El motivo de la queja hacía alusión al deficiente estado de conservación de un inmueble sito en una pequeña pedanía de un municipio de Ávila. Según manifestaciones del autor de la queja, dicha edificación se encuentra en situación de ruina inminente, “pudiendo ocasionar daños tanto a los bienes como a personas”. Admitida la queja a trámite nos dirigimos al Ayuntamiento en solicitud de información, sin embargo, no ha sido posible obtener una respuesta a la misma. Sin perjuicio de lo anterior formulamos una resolución recordando a la Administración local sus competencias en materia urbanística y de protección de la legalidad estando obligados a intervenir con carácter general cuando exista perturbación o peligro de perturbación de la tranquilidad, seguridad y salubridad, como afirma el artículo 1 del Reglamento de Servicios de las Corporaciones Locales, analizando los instrumentos jurídicos de la orden de ejecución y declaración de ruina que deberían constituir el marco de actuación ante el incumplimiento por parte de los propietarios de su deber de conservación previsto en la normativa urbanística.

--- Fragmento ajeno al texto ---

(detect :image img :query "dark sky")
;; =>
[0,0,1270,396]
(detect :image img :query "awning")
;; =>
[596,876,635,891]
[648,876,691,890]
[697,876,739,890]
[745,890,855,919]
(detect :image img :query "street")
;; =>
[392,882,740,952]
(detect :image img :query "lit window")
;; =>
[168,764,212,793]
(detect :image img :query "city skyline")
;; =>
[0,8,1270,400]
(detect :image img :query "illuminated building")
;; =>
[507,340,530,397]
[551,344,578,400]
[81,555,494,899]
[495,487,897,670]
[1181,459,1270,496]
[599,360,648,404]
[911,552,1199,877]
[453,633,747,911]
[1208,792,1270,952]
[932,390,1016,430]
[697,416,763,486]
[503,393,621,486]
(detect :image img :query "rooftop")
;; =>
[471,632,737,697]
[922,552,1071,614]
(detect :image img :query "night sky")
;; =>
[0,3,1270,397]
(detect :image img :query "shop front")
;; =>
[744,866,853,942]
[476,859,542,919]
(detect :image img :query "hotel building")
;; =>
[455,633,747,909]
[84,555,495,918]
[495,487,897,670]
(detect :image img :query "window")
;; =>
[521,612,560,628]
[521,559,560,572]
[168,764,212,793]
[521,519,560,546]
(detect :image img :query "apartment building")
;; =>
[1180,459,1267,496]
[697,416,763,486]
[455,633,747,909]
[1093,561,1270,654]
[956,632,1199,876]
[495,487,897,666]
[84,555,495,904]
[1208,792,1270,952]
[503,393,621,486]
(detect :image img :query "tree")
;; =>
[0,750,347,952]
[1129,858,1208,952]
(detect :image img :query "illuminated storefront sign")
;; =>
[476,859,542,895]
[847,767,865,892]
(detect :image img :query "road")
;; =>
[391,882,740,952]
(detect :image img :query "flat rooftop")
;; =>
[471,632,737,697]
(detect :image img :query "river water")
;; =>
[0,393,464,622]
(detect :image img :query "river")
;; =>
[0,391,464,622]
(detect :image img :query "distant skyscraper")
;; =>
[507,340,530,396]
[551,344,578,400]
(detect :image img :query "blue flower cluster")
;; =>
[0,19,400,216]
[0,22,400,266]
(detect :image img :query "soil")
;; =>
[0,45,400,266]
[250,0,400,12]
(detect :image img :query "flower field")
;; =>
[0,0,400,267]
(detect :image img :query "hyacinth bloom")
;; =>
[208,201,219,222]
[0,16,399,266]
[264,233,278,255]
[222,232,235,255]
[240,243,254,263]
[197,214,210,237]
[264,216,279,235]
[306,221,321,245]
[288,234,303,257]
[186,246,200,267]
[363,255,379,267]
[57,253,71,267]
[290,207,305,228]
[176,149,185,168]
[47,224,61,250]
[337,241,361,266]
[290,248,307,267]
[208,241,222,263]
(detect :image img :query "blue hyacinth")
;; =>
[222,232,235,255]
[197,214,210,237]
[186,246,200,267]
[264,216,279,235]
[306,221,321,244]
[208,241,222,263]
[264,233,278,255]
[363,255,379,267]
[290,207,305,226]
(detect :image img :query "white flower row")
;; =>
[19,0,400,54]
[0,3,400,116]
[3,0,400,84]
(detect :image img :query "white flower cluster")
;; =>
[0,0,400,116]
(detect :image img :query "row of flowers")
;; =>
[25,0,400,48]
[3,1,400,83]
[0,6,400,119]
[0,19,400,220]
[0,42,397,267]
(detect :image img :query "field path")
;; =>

En este expediente se hacia alusión a los problemas que sufría un vecino de una localidad de la provincia de León, por la posible existencia de errores en las lecturas de su contador individual de consumo de agua potable. La queja, además, ponía de manifiesto que se había presentado ante el Ayuntamiento una solicitud de intervención al respecto y que dicho escrito no había sido respondido en forma alguna. Analizada la información proporcionada en este caso constatamos que se habían efectuado varias revisiones del aparato medidor , sin observar anomalías, por lo que no se efectuó al respecto consideración alguna. No obstante y dado que no constaba que se hubiera dado respuesta al escrito presentado, recordamos al Ayuntamiento la obligación de las Administraciones públicas de dar respuesta expresa a cuantas solicitudes formulen los ciudadanos, reconociendo con ello el derecho del firmante del escrito a conocer la decisión municipal sobre la pretensión que se había formulado.
En la queja se hacía alusión a que por el Ayuntamiento se habían aprobado y mantenían en vigor ordenanzas fiscales por la utilización de piscinas municipales que contenían disposiciones que, ya en la tarifa general, ya en la aplicación de bonificaciones, discriminaban entre ciudadanos empadronados o con algún tipo de vinculación al municipio y los que no lo estaban, vulnerando la Entidad local el principio de igualdad establecido en la Constitución.
Constatada la veracidad de las afirmaciones que constaban en la queja, desde esta Procuraduría se dictó Resolución en el sentido de instar a que por el Ayuntamiento se procediera a modificar la el artículo 5 del Acuerdo regulador del precio público por prestación del servicio de piscina municipal, adoptado por el Pleno de la Entidad local en sesión celebrada el día 28 de junio de 2022, en cuanto establece diferencias entre personas empadronadas y no empadronadas, en relación con la cuantía de los precios públicos fijados, debiendo proceder a determinar una tarifa única y común para todos los usuarios de los servicios prestados, con independencia de su lugar de empadronamiento, dejando a salvo la posibilidad de modular su importe en función de la concurrencia de circunstancias ajustadas a lo previsto en las normas vigentes, de las que se ha dado cuenta en el cuerpo de esta Resolución.